I’ve been sitting in my Hot Tub here at home a couple of times reflecting on things and I have to say I did find the demographics at the shows to be a little puzzling. There were some younger people there… as young as 10 years old, but not that many. You WOULD expect there to be a larger proportion of elderly people as they are the major demographic holding season’s tickets. I know symphonies book a Rock show like this to help diversify their audience base but I don’t think they advertised the show to anyone but their seasons ticket holders. Even though the shows were very well attended, it sort of seemed to defeat their desired out come I should think. Not my problem I suppose… but none the less, puzzling.
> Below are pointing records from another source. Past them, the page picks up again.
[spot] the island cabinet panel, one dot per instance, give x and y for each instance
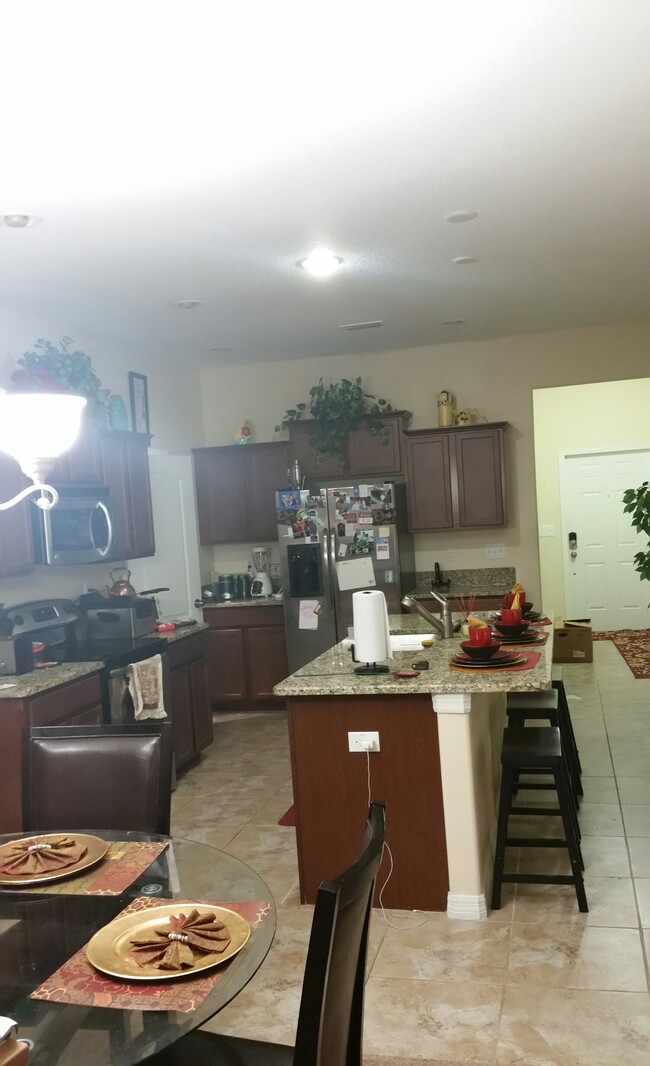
(191, 710)
(16, 551)
(456, 478)
(236, 488)
(330, 793)
(78, 703)
(366, 454)
(247, 656)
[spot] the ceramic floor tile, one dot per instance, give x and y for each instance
(443, 950)
(636, 819)
(423, 1021)
(546, 1027)
(578, 957)
(611, 903)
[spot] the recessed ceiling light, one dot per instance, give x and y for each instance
(462, 215)
(362, 325)
(321, 262)
(20, 221)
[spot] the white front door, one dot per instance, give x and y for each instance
(600, 579)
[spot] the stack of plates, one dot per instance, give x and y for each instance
(502, 660)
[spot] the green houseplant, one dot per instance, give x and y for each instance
(636, 502)
(337, 409)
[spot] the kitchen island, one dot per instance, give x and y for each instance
(438, 768)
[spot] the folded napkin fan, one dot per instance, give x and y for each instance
(176, 945)
(145, 682)
(41, 855)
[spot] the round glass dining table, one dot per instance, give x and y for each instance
(39, 932)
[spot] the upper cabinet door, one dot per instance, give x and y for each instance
(16, 551)
(429, 484)
(480, 475)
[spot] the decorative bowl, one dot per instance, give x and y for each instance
(481, 651)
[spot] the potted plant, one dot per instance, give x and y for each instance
(636, 502)
(337, 409)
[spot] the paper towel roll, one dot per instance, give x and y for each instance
(372, 633)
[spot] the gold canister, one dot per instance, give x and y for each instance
(445, 408)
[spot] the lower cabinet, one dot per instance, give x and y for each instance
(78, 703)
(247, 655)
(191, 710)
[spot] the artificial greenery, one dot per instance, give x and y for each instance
(337, 409)
(54, 369)
(637, 503)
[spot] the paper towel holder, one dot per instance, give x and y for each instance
(368, 667)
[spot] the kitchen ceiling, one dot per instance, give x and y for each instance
(197, 151)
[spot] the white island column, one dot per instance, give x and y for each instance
(470, 730)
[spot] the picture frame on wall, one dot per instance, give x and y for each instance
(140, 402)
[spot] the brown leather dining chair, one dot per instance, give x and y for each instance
(330, 1017)
(97, 777)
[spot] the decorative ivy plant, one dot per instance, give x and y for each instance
(637, 503)
(337, 409)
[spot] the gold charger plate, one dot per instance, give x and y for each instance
(96, 850)
(110, 949)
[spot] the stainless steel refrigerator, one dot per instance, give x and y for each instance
(334, 542)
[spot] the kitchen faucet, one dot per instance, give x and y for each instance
(444, 625)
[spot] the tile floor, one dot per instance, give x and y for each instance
(537, 983)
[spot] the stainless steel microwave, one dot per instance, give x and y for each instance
(79, 529)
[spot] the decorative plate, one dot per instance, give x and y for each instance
(110, 949)
(96, 850)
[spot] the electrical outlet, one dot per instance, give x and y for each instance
(496, 551)
(363, 741)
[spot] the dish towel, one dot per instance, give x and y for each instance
(145, 682)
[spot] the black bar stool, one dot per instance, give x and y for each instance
(550, 705)
(539, 748)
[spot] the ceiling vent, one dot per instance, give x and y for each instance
(362, 325)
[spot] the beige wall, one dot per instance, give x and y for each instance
(612, 416)
(496, 376)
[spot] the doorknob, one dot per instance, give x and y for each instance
(573, 545)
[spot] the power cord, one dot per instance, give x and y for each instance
(425, 917)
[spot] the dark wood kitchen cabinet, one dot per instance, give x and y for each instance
(78, 703)
(236, 488)
(191, 710)
(119, 459)
(247, 655)
(16, 551)
(456, 478)
(367, 454)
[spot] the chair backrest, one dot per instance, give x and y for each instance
(97, 777)
(330, 1019)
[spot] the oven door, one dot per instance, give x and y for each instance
(78, 530)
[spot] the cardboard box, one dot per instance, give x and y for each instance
(573, 641)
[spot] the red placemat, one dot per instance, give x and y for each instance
(532, 658)
(123, 863)
(80, 983)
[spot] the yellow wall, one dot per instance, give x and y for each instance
(496, 376)
(607, 416)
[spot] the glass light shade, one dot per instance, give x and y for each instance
(38, 425)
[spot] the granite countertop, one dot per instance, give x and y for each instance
(332, 673)
(37, 681)
(255, 601)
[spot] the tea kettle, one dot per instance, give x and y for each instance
(120, 586)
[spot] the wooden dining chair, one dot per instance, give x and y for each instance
(330, 1017)
(97, 777)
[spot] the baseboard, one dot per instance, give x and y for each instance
(466, 907)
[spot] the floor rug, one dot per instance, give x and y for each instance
(634, 646)
(288, 818)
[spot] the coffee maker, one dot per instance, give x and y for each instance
(261, 579)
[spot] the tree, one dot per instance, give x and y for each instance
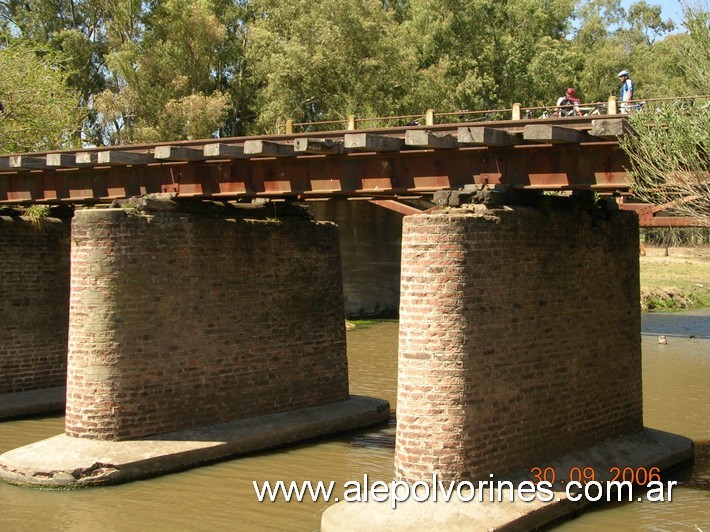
(316, 60)
(162, 82)
(41, 110)
(670, 154)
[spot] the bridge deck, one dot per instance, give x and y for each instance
(575, 153)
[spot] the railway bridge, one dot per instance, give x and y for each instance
(214, 300)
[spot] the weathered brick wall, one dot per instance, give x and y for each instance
(34, 303)
(183, 320)
(519, 339)
(370, 247)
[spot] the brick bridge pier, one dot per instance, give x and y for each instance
(519, 348)
(519, 342)
(214, 330)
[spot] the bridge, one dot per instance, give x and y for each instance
(387, 166)
(187, 333)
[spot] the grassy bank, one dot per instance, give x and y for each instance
(677, 281)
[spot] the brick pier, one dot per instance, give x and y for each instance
(34, 300)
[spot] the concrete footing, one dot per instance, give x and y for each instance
(646, 449)
(65, 462)
(44, 401)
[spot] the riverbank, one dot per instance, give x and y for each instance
(676, 281)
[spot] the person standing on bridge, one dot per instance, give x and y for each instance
(567, 105)
(626, 92)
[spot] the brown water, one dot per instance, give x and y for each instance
(221, 496)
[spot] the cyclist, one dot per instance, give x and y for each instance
(567, 105)
(626, 92)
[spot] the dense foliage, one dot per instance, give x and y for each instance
(670, 153)
(150, 70)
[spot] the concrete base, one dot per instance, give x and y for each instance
(47, 400)
(648, 448)
(64, 462)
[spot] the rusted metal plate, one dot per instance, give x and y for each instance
(599, 165)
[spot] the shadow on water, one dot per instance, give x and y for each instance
(687, 324)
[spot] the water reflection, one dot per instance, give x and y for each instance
(221, 496)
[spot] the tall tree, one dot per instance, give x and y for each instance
(41, 111)
(162, 84)
(73, 28)
(322, 60)
(670, 154)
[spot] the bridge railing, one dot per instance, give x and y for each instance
(610, 107)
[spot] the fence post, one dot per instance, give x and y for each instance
(611, 106)
(517, 108)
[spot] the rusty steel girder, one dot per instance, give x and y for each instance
(593, 166)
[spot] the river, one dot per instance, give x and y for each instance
(222, 497)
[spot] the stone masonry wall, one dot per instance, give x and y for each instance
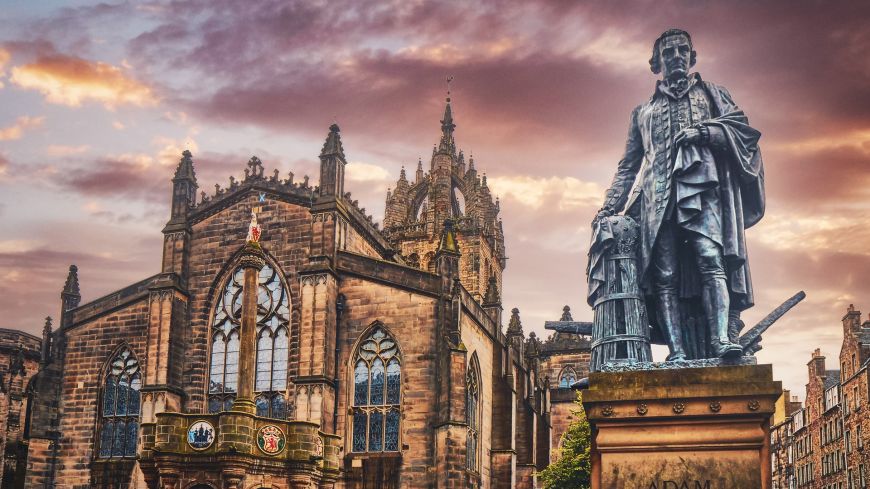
(410, 318)
(477, 342)
(89, 348)
(215, 242)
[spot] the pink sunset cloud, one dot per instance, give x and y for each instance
(542, 94)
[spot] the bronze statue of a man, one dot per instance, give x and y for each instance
(700, 185)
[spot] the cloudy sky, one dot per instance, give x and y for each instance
(97, 100)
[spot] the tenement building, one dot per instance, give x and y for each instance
(20, 357)
(823, 444)
(288, 341)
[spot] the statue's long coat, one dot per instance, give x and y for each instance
(717, 192)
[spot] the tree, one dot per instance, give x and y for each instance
(573, 468)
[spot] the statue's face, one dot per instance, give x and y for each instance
(676, 55)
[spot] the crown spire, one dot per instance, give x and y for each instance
(448, 242)
(332, 145)
(447, 144)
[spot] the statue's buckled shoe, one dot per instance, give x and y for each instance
(677, 356)
(723, 348)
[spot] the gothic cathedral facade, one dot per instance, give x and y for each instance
(326, 353)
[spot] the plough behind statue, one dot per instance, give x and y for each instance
(621, 332)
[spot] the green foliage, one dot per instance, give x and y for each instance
(573, 468)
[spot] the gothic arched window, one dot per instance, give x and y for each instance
(119, 428)
(567, 378)
(273, 326)
(472, 415)
(377, 380)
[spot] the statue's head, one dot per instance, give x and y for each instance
(673, 54)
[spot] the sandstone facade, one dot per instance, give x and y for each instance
(823, 444)
(379, 358)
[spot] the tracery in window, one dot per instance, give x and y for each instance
(567, 378)
(273, 325)
(472, 415)
(377, 378)
(119, 430)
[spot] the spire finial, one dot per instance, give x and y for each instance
(566, 314)
(515, 326)
(491, 296)
(72, 281)
(184, 170)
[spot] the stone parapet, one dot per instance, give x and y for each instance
(303, 450)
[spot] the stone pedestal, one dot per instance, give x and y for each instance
(687, 428)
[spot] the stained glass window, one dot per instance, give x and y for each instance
(119, 428)
(377, 379)
(567, 378)
(472, 416)
(273, 323)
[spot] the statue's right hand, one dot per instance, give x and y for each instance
(602, 213)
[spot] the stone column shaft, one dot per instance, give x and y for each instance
(252, 262)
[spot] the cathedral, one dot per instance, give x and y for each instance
(289, 341)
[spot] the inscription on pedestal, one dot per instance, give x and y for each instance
(681, 470)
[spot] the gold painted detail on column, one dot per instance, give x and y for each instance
(271, 440)
(200, 435)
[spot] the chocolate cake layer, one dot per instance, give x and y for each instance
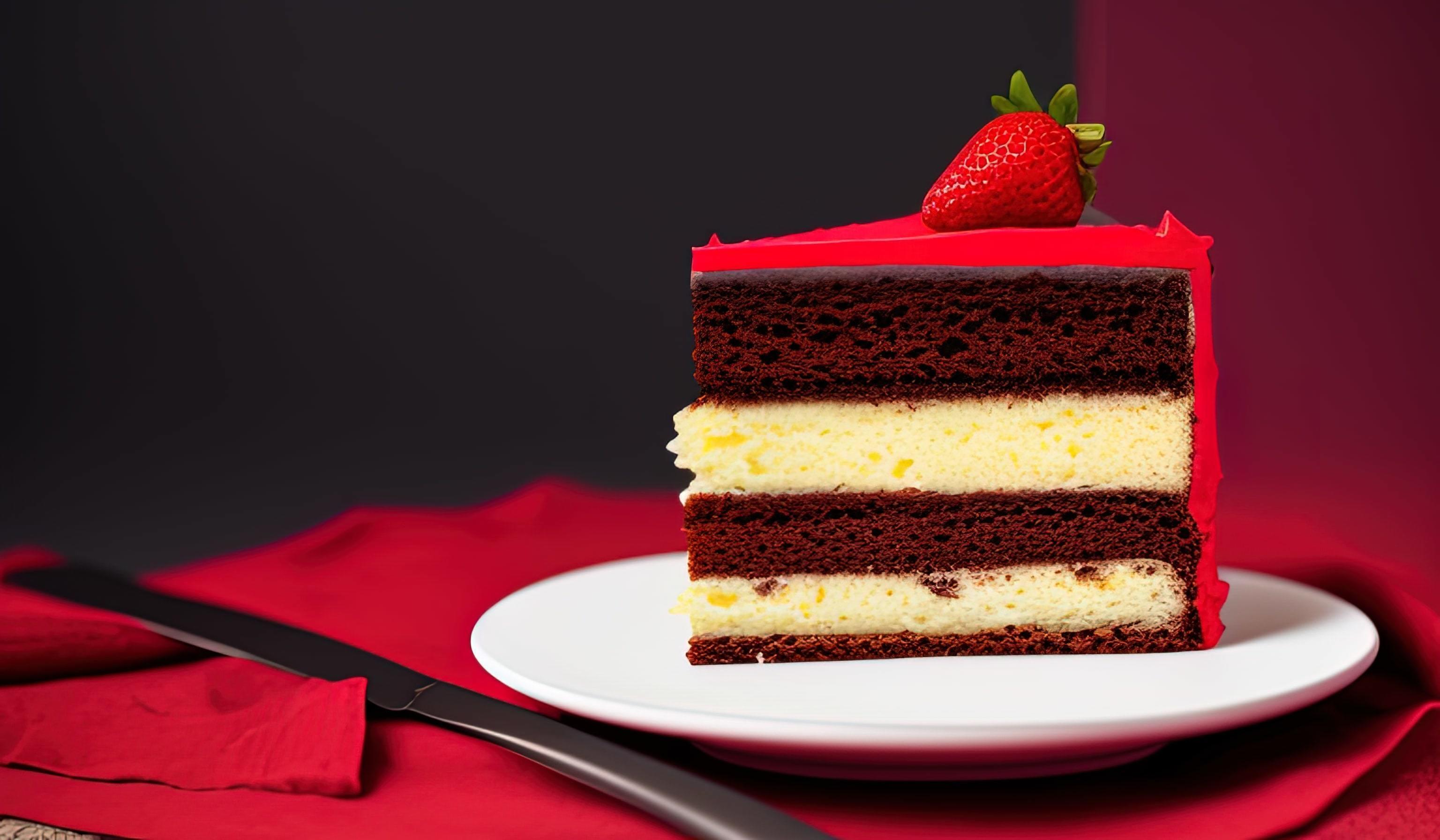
(1019, 640)
(941, 332)
(755, 535)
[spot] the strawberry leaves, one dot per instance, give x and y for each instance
(1065, 105)
(1020, 94)
(1003, 105)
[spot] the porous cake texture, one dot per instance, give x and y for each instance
(939, 444)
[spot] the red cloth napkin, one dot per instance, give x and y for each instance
(408, 584)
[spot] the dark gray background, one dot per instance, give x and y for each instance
(271, 261)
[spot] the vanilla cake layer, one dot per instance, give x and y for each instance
(1071, 597)
(1060, 442)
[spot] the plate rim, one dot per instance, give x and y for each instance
(728, 727)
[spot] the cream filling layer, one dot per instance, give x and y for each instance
(1059, 442)
(1050, 597)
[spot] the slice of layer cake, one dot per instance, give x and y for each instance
(916, 443)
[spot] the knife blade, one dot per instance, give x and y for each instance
(696, 806)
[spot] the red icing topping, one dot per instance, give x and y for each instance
(909, 242)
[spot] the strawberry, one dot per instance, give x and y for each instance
(1024, 169)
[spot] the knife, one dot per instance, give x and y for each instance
(693, 804)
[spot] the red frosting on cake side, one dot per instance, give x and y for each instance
(909, 242)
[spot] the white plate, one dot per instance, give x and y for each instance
(601, 643)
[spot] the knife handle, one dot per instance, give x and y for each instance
(696, 806)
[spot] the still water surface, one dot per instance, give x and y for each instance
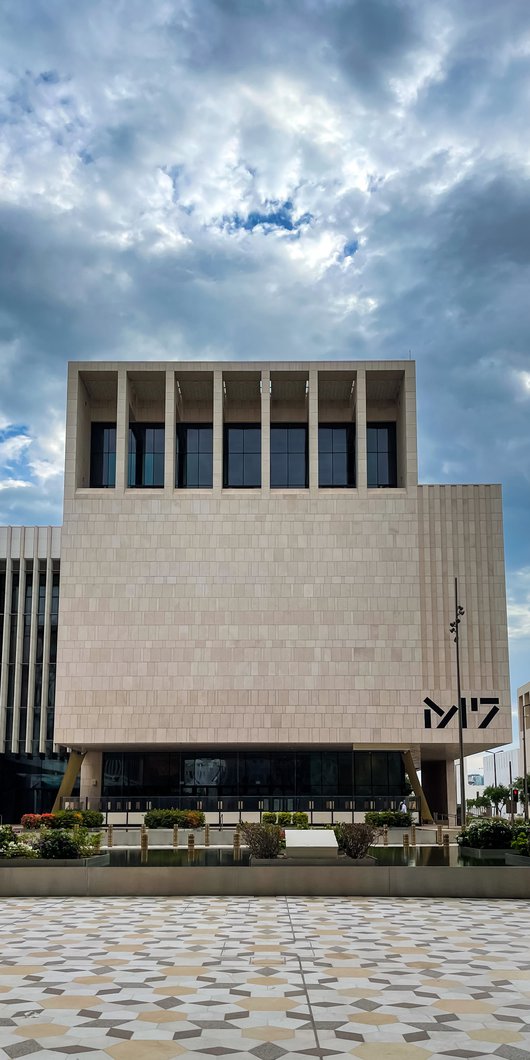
(417, 858)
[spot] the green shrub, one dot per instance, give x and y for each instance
(168, 818)
(284, 818)
(520, 844)
(64, 818)
(487, 835)
(91, 818)
(263, 841)
(58, 843)
(300, 820)
(7, 835)
(31, 822)
(393, 818)
(15, 846)
(355, 840)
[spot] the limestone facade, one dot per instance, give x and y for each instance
(272, 617)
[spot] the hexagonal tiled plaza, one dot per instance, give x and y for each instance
(264, 978)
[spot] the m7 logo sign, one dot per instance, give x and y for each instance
(446, 716)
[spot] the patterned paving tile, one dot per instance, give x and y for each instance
(264, 978)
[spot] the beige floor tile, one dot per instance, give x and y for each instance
(267, 1004)
(267, 981)
(175, 990)
(146, 1050)
(269, 1034)
(499, 1035)
(464, 1005)
(375, 1018)
(391, 1050)
(72, 1001)
(41, 1030)
(161, 1016)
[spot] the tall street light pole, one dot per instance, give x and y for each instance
(459, 613)
(525, 767)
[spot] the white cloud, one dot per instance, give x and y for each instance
(14, 483)
(518, 603)
(12, 448)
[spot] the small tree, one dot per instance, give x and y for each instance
(497, 794)
(519, 784)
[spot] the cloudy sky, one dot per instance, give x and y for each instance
(271, 179)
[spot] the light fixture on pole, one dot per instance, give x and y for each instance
(459, 613)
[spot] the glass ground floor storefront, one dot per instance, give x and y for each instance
(29, 783)
(266, 779)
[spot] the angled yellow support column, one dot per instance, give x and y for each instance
(71, 774)
(425, 814)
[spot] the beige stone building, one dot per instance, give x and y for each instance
(255, 593)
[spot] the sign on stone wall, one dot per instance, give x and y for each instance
(447, 716)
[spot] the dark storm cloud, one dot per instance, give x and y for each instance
(233, 178)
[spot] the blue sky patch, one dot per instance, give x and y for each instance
(272, 215)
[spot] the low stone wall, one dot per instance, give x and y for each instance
(384, 881)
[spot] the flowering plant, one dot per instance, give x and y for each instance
(30, 822)
(12, 846)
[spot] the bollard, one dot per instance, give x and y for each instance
(236, 845)
(144, 843)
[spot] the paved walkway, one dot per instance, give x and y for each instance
(264, 978)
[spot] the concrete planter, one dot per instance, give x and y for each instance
(96, 860)
(514, 859)
(340, 862)
(385, 881)
(484, 854)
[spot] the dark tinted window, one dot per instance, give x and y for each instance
(243, 456)
(288, 456)
(194, 456)
(103, 455)
(336, 455)
(146, 455)
(381, 455)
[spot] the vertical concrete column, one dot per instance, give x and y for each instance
(33, 646)
(313, 428)
(452, 791)
(170, 437)
(217, 428)
(408, 431)
(265, 428)
(46, 648)
(91, 772)
(18, 645)
(122, 429)
(73, 440)
(5, 638)
(360, 480)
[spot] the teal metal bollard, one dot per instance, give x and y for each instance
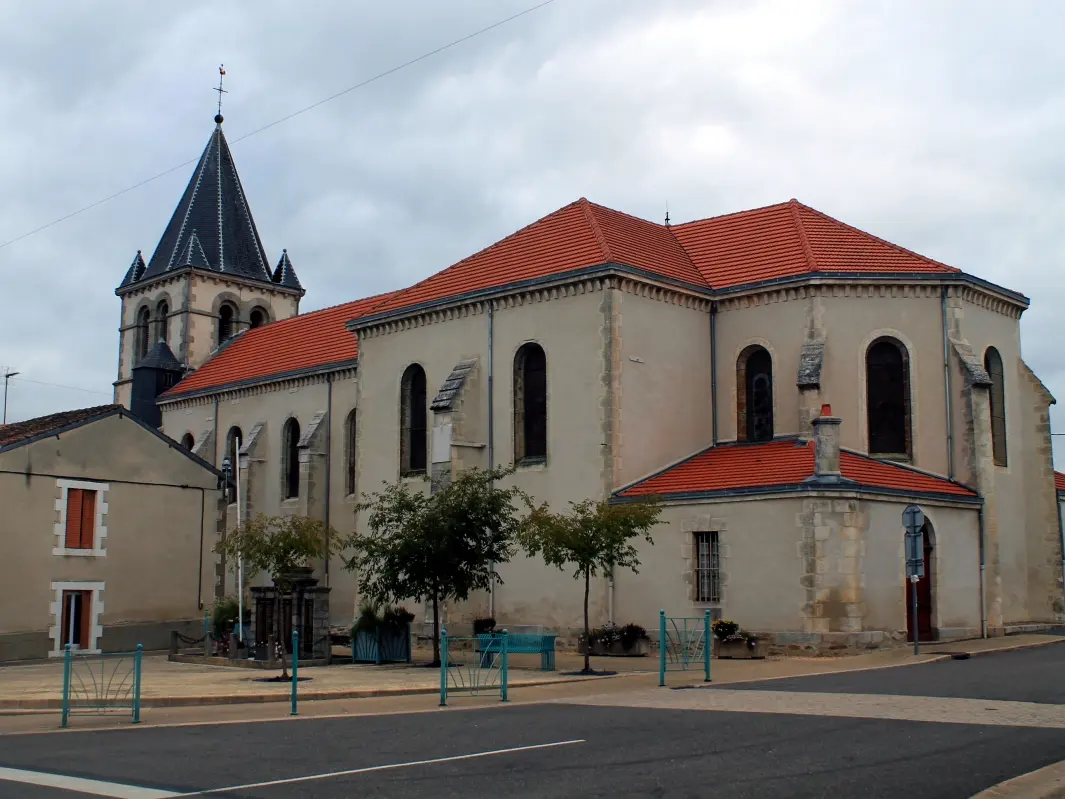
(503, 667)
(295, 670)
(661, 649)
(443, 667)
(136, 683)
(66, 686)
(707, 645)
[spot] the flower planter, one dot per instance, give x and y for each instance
(384, 645)
(639, 649)
(740, 650)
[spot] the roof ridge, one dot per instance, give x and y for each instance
(725, 216)
(807, 250)
(596, 230)
(875, 238)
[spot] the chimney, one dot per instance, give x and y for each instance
(826, 445)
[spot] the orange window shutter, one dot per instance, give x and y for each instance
(87, 519)
(74, 519)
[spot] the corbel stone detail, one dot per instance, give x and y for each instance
(831, 553)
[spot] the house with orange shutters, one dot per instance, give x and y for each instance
(786, 382)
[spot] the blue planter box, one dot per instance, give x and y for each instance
(384, 645)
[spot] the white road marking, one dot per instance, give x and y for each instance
(93, 787)
(366, 769)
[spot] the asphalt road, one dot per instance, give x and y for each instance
(622, 752)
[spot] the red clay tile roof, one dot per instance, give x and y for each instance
(304, 342)
(575, 237)
(782, 462)
(788, 240)
(18, 431)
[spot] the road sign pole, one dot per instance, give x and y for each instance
(913, 604)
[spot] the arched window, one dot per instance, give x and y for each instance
(163, 322)
(993, 362)
(530, 404)
(754, 394)
(349, 431)
(227, 315)
(233, 439)
(290, 461)
(412, 421)
(887, 397)
(143, 332)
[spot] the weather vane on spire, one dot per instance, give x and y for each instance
(220, 91)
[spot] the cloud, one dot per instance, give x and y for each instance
(936, 126)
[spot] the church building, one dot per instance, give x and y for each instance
(786, 382)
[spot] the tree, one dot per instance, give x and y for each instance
(436, 547)
(592, 537)
(282, 547)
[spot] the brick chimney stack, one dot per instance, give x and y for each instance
(826, 445)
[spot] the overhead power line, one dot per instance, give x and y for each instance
(366, 82)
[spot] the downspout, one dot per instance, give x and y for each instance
(199, 564)
(214, 437)
(328, 463)
(1061, 532)
(714, 371)
(491, 437)
(946, 378)
(983, 567)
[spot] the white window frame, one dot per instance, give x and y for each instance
(99, 527)
(711, 567)
(95, 610)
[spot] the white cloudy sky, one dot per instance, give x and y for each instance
(938, 126)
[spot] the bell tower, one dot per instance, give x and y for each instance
(209, 278)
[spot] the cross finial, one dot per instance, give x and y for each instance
(220, 91)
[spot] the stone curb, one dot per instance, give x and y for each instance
(1044, 783)
(281, 696)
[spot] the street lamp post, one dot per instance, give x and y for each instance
(6, 377)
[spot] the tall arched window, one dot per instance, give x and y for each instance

There would be a few things I’d do differently, if I ever had an opportunity to do this again. I’d like to address the symphony as a group to jump start a bit of a relationship with them right up front. Just to get everyone on the same footing. In a group that size, sometimes the feature artist is looked on with a bit of disdain as you are seen to be there to usurp their moment in the spot light. This is very counter-productive to getting a good show together in short order. I’m no diva and I need to be sure it doesn’t take me all weekend to let these people know I am soooo unbelievably honored to be performing with THEM…. with an emphasis on “with” and “them”. In the end, it was all good. The audience was never the question. They loved the show and were very appreciative… For me, it will be a memory to last a life time.